Year: 2007
Location: Edmonton
Profile: Glen Walker performed several different jobs during a year of work at Celanese in Fort Saskatchewan in 1974-75 during which he observed the gendered character of work in the plant and a “very lax” attitude to occupational health and safety (OHS) and environmental protection. Walker worked a number of other industrial jobs before coming to Celanese. His first Celanese job was in the pentaerythritol unit, catching 50 hot pounds of that material used in explosives from a conveyor belt and putting it into semi-trailers and boxcars. It was “an awful job.” He preferred his later work as a junior operator in the formaldehyde unit though he hated unloading tanker cars full of hydrogen sulfide.

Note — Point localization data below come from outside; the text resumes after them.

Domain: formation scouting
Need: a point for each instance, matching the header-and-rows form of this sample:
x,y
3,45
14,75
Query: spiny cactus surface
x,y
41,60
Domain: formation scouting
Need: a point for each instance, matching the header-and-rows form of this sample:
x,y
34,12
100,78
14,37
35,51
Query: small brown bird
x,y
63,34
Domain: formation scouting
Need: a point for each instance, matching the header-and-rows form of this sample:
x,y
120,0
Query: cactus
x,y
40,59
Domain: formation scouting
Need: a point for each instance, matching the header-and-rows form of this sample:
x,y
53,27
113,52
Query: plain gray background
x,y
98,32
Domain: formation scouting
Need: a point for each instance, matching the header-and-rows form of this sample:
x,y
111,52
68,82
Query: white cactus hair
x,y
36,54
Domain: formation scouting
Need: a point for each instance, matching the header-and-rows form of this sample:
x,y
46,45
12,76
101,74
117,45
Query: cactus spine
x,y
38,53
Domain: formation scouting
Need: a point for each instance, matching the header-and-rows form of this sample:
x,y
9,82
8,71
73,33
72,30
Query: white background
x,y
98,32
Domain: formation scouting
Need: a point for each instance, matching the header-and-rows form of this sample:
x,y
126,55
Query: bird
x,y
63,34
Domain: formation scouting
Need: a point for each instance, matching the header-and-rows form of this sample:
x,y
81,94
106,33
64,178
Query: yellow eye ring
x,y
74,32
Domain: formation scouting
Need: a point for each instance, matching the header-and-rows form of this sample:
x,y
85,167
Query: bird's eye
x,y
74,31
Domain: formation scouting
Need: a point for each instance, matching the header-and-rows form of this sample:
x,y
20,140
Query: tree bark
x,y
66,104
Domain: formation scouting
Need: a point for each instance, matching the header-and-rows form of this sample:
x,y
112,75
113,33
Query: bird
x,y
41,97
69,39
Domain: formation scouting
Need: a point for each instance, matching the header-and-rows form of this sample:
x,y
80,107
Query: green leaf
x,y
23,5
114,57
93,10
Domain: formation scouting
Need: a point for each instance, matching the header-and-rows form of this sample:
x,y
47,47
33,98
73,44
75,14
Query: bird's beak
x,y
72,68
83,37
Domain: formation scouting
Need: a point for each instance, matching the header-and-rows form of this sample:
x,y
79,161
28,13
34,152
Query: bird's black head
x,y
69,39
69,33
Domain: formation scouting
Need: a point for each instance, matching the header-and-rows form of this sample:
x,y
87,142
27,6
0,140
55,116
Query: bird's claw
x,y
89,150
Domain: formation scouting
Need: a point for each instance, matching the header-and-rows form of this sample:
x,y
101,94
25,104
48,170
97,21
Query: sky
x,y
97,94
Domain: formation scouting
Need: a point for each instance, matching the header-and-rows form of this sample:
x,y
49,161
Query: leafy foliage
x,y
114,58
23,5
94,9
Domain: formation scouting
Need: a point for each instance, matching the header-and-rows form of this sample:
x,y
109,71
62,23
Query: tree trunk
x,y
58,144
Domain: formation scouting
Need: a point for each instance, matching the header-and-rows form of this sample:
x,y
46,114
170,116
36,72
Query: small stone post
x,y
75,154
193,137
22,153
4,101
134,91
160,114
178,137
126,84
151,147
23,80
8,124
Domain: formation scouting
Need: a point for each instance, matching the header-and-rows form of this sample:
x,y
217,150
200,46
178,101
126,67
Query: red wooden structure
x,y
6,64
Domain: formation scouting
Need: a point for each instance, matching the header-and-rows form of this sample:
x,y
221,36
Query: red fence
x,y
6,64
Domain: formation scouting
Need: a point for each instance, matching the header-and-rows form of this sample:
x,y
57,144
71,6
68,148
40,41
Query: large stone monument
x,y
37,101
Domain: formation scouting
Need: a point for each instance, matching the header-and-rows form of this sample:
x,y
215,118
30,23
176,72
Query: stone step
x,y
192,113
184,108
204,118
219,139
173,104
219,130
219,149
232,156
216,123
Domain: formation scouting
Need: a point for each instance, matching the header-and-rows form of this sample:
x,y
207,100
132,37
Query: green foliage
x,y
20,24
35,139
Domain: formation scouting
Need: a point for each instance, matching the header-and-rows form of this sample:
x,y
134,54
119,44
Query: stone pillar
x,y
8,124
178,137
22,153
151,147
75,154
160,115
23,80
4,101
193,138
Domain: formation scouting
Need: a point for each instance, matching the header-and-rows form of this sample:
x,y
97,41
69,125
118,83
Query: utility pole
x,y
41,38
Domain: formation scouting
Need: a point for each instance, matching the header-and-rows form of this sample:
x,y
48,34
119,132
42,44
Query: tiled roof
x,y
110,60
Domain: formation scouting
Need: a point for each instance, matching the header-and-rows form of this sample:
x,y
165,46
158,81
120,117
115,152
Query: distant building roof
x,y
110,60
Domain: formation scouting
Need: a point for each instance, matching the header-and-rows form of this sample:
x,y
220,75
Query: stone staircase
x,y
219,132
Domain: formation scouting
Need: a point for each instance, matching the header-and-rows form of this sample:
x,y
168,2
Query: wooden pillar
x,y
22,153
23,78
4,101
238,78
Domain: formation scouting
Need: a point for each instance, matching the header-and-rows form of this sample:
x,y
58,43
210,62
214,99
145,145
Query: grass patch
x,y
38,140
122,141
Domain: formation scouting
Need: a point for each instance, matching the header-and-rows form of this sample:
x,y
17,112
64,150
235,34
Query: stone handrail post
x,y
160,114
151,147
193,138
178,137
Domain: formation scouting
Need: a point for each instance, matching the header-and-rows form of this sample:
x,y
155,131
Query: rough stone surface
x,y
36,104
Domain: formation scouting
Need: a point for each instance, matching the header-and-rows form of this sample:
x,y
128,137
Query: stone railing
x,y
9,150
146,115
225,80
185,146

Celanese dumped formaldehyde into the sewers that flowed into the North Saskatchewan River “for the folks downstream,” symbolizing the company’s and government’s indifference to environmental protection. The company was similarly indifferent to OHS. It didn’t require workers to wear protective equipment though the formaldehyde unit contained lots of flammable, toxic chemicals. The chemical areas only employed men. Half the Celanese workers were women, and they predominated in the fiber and cigarette tow areas. Those areas had the least safe conditions. Their workers suffered the most injuries.
Keywords: Cigarette tow; Fire crew; Formaldehyde; Hydrogen sulfide; Immigrant workers; Oil, Chemical, and Autoworkers International Union; Pentaerythritol; Protective equipment.